(1.) BY this petition filed under Article 227 of the Constitution of India, the petitioners challenge the order passed by the IInd Extra Joint District Judge, Pune in Civil Appeal No. 305 of 1985. That appeal was filed by the petitioners challenging the judgment and decree dated 30-7-1984 passed by the Addl. Judge Small Causes Court, Pune in Civil Suit No. 322 of 1980. That civil suit was filed by the predecessor-in-title of the respondent by name Dattatraya Anant Ravetkar, claiming therein that the plaintiff is the owner of the suit premises, which consists of two rooms on the first floor of the building owned by the plaintiff landlords, which is being occupied by the defendants as tenants. The landlord sought decree of eviction against the tenant on several grounds including the ground that the tenant has acquired suitable residence and that the landlord needs the suit premises for their bona fide occupation. The trial Court recorded findings in favour of the landlord only on one ground, namely, that the tenants have acquired suitable alternate residence. The Trial Court found against the landlord on other grounds. The Trial Court, however, decreed the suit in favour of the landlord and directed the tenant to vacate the suit premises. The tenants feeling aggrieved by the judgment and decree of the trial Court preferred an appeal before the Appellate Court. The Appellate Court confirmed the findings recorded by the trial Court that the tenants have acquired suitable residence. The Appellate Court also found in favour of the landlord on the ground of bona fide need of the landlord.

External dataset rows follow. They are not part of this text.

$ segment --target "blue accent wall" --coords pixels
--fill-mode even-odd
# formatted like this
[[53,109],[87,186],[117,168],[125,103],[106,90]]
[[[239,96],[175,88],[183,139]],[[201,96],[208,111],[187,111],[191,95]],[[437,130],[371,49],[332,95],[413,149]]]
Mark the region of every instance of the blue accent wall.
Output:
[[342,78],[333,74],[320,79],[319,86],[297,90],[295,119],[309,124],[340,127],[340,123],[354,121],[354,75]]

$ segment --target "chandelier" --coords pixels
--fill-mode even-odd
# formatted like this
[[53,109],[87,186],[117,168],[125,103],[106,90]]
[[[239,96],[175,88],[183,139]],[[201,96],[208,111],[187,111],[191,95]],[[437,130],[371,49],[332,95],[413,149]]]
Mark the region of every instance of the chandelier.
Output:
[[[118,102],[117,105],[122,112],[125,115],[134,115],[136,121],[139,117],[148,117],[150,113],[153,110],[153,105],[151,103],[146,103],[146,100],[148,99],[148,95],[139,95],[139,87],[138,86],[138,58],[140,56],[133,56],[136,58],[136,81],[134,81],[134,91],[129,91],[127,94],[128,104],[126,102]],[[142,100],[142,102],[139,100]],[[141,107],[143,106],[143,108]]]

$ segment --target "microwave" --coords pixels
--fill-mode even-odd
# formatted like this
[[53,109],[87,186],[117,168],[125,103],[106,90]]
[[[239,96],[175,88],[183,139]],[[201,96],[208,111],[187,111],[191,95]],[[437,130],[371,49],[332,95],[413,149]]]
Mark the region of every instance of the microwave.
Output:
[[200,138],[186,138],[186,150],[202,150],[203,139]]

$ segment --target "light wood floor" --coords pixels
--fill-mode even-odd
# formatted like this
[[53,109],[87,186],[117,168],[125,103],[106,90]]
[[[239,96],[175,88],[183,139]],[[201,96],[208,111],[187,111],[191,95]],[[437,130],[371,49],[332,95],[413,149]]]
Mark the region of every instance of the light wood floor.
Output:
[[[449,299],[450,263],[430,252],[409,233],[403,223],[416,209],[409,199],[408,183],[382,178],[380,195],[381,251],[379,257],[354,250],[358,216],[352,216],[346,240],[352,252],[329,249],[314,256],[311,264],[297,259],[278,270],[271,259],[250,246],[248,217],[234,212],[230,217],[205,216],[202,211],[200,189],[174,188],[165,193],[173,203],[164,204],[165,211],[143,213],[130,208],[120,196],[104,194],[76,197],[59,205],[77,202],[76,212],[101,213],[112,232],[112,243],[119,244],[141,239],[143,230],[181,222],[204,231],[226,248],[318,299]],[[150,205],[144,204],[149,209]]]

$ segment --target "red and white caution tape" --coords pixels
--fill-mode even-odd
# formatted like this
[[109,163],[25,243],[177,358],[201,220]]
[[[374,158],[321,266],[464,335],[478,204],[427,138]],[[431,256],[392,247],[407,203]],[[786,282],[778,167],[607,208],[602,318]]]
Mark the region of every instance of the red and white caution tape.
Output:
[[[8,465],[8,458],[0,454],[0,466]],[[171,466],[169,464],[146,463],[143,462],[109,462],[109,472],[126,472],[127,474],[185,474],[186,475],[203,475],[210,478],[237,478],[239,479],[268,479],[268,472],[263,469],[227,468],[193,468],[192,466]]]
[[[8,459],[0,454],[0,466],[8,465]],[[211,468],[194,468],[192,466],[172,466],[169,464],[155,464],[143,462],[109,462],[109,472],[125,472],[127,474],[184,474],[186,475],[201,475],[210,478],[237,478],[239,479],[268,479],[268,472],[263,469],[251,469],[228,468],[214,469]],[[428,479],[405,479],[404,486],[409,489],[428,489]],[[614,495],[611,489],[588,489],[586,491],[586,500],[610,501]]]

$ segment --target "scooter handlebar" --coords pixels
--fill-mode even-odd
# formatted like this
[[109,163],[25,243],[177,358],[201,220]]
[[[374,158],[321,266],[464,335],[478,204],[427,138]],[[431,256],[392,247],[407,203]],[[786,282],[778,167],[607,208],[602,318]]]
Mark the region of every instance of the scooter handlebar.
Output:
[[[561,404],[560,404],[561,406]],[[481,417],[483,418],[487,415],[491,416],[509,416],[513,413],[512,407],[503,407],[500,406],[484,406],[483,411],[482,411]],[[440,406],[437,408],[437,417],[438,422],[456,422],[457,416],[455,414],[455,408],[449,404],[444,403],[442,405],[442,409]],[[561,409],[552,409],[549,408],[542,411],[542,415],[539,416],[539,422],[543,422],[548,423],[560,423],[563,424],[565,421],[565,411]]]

(2.) THE learned Counsel for the petitioners first urged that the finding recorded by the courts below that the tenant has acquired suitable residence is not correct in as much as the flat which according to the landlord was acquired by the tenant was not really acquired by the tenant. Because though the flat and the construction stands in the name of the defendant No. 2, her brother has spent for raising construction on the plot and till she pays an amount of Rs. 40,000/- to her brother, she cannot get possession of the premises, as a result of the agreement between them. Perusal of the record, however, shows that both the courts below have considered entire evidence on the record in this regard minutely and have dealt with the evidence in detail. Both the Courts below have concurrently found that the case put up by the tenant about the agreement between the defendant No. 2 and her brother cannot be believed. Thus it is clear that the findings recorded by both the courts below on this ground is a finding of fact and it is recorded by the courts below after appreciating the evidence on the record. Therefore, in my opinion, as the finding recorded by the courts below is concurrent finding of fact, it cannot be interferred with by this Court.
(3.) THE learned Counsel for the petitioners then urged that as the defendant No. 1 could not be examined as a witness because he was ill and was admitted in hospital, the Appellate Court could have remanded the matter back to the trial Court. However, perusal of the judgment of the Appellate Court shows that though it is the case of the tenant that the defendant No. 1 could not be examined as a witness on 23rd July, 1984 because he was hospitalised, the Court has found that there was no application for adjournment made on behalf of the defendants on that ground. The Appellate Court, further found that even according to the tenant, the defendant No. 1 was discharged from hospital on 25-7-1984 and on that day also the suit was fixed for recording evidence. Therefore, if the tenant defendants were really keen to record the evidence of defendant No. 1 they could have done so on 25-7-1984. The Court has further found that on 25-7-1984 the suit was adjourned to 30-7-1984 for the judgment and then if the defendants were actually keen to examine the defendant No. 1 as a witness, they could have moved the Court before 30th July, 1984 with the request to permit the defendant No. 1 to be examined as witness. The Appellate Court has, therefore, rejected the prayer for remand of the matter to the trial Court. I do not find any fault in the findings recorded by the Appellate Court in this regard. As I have found that both the courts below have correctly recorded finding in favour of the landlord on the ground of acquisition of suitable accommodation by the tenant, I do not find that it is necessary for me to go into question of bona fide need of landlord.